The two hundred thousand people of Gangneung have a choice of two hypermarts, many smaller grocery stores, several traditional markets, and a very large number of convenience stores. I usually go to an organic/local cooperative for fruits and vegetables but most everything else I buy at HomePlus (Tesco) or Emart (Owned by Samsung but now split off and run by a Samsung family member). Because I walk or cycle to these supermarkets, I often approach the buildings by back roads. Behind HomePlus is the Central Market and the many shops and street vendors that seem to have tumbled into the streets and alleys surrounding it. Also behind HomePlus is a traditional building with a stone tile roof. I wanted to contrast the traditional architecture of Korea with the huge buildings of modern Korea.
Much farther away from my house is Emart, another large building that is practical but lacks the charm and grace of traditional Korean buildings. But how much charm does one need when buying Froot Loops? I usually cycle along the riverside to get to Emart because the dykes separate the river from the noisy city. There are ducks, trees, and gardens planted by the city. I leave the river behind Emart, go up over the dyke, and end up by Emart’s loading bay. One day I noticed several bicycles parked against the wall and decided to make the photo. I don’t know if the bicycles belong to employees or customers who don’t like the bicycle racks.
I tried converting this to black and white but I think the colour version is more interesting.
The photos in my upcoming exhibition were made using Hipstamatic for the iPhone. I first started using the application in 2011 and made my last photos about a month ago. It was an interesting way to do a project but I think I am done with Hipstamatic. Now I keep my Zeiss Ikon in my bag or in my hand and the iPhone stays in my pocket. So, in this post I am sharing the last of the Hipstamatic photos I have in my ‘For Blog’ collection in Lightroom.
A friend of mine was once told by security guards not to take photos of this building. Why did they make the building so interesting if they didn’t want people to take photos? I was behind the trees in the foreground so I probably wasn’t noticed.
These two chefs were taking a smoke break in front of a raw fish restaurant. In Korea the fish are kept in tanks outside the restaurant so you can see what you’re going to eat.
This elderly woman lays out her fruits and vegetables on the sidewalk to sell. Here she is just taking a rest, I think. In the road . . . .
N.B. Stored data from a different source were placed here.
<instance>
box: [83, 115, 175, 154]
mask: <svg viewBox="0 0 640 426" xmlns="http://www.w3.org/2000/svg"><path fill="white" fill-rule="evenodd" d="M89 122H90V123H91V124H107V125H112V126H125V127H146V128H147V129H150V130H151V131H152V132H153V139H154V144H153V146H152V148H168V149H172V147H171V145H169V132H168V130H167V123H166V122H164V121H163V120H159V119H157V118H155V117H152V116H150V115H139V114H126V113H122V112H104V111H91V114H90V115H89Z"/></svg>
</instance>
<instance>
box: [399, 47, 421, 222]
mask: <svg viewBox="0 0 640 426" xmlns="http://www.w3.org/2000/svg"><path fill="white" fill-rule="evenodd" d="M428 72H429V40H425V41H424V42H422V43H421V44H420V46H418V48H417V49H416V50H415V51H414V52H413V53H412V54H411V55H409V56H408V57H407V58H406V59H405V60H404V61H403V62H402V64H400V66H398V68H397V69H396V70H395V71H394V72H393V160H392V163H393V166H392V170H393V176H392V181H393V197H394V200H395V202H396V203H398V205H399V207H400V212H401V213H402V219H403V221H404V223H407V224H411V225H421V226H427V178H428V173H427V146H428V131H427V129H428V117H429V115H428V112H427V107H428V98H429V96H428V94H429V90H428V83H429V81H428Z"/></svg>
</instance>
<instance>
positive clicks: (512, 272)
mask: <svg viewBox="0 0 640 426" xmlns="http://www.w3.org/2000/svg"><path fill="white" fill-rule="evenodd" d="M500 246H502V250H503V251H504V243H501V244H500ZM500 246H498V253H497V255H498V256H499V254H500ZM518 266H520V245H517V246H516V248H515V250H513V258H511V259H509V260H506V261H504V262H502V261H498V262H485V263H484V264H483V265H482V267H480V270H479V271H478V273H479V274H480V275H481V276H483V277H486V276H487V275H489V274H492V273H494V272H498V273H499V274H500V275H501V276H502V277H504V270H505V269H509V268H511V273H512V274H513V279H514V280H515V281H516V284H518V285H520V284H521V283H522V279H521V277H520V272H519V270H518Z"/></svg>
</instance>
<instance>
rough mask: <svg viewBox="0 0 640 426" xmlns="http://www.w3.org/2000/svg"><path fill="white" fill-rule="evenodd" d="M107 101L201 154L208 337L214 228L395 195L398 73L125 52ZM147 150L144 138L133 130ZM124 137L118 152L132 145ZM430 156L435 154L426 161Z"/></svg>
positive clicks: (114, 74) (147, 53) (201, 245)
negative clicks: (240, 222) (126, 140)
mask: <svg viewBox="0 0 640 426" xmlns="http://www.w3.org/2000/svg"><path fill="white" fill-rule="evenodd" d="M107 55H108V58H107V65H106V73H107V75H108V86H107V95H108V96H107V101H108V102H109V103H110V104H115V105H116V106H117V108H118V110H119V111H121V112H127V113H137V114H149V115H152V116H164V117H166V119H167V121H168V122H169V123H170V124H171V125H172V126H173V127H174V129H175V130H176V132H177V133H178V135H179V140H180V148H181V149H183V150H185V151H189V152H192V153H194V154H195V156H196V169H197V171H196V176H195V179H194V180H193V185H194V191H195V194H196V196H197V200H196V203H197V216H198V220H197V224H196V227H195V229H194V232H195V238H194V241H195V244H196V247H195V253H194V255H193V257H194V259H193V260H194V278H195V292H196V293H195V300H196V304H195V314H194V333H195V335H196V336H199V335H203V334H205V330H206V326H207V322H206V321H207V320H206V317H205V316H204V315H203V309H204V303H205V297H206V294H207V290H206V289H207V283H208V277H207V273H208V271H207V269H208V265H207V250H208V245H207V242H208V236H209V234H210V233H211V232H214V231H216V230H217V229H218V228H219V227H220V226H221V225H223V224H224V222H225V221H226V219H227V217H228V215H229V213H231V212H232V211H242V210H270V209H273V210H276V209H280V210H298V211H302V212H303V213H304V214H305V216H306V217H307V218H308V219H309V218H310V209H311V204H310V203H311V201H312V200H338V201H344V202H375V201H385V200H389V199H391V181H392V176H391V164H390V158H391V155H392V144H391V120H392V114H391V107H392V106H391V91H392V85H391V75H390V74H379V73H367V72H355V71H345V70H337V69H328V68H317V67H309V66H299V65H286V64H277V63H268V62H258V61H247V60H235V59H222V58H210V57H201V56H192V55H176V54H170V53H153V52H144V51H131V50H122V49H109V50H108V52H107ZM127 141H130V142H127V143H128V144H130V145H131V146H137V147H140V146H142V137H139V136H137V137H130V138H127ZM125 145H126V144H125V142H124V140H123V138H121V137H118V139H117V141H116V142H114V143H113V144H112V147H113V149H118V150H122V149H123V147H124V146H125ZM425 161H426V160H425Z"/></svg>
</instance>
Another woman selling vegetables on the sidewalk. This is a very inconvenient place to set up because of the crosswalk but nobody says anything to her. She is there nearly every day.
Well, that’s the end of the Hipstamatic photos and nearly the end of digital photos I have to share. Now I need to get busy with film . . . .
There is a lot of construction in Gangneung lately. I don’t know if it’s because a lot of old buildings are ready to fall down and need to be replaced or if people are getting Olympic fever and trying to make the city look good for 2018. (The Olympics will be in Pyeongchang County next to Gangneung City but Pyeongchang only has villages and small towns so Gangneung is the place where many visitors will be staying.) The building in the first photo has disappeared and is being replaced with shiny steel and glass. It looks cleaner but the old building had character and maybe just needed to be remodelled. But maybe it wasn’t safe.
The building had a couple of shops on the first floor. This one made name stamps, keys, copies, and so on. On the third floor of the building was a geomancer. The name stamp makers moved down the road a little. I don’t know where the geomancer went.
This is another building and it hasn’t disappeared yet. I’m not sure about the chesterfield. I don’t know if it was put in front of this back door in the hope that the town council would take it away or if it’s a place to sit and have a smoke. In both photos you can see a cobweb approach to wiring.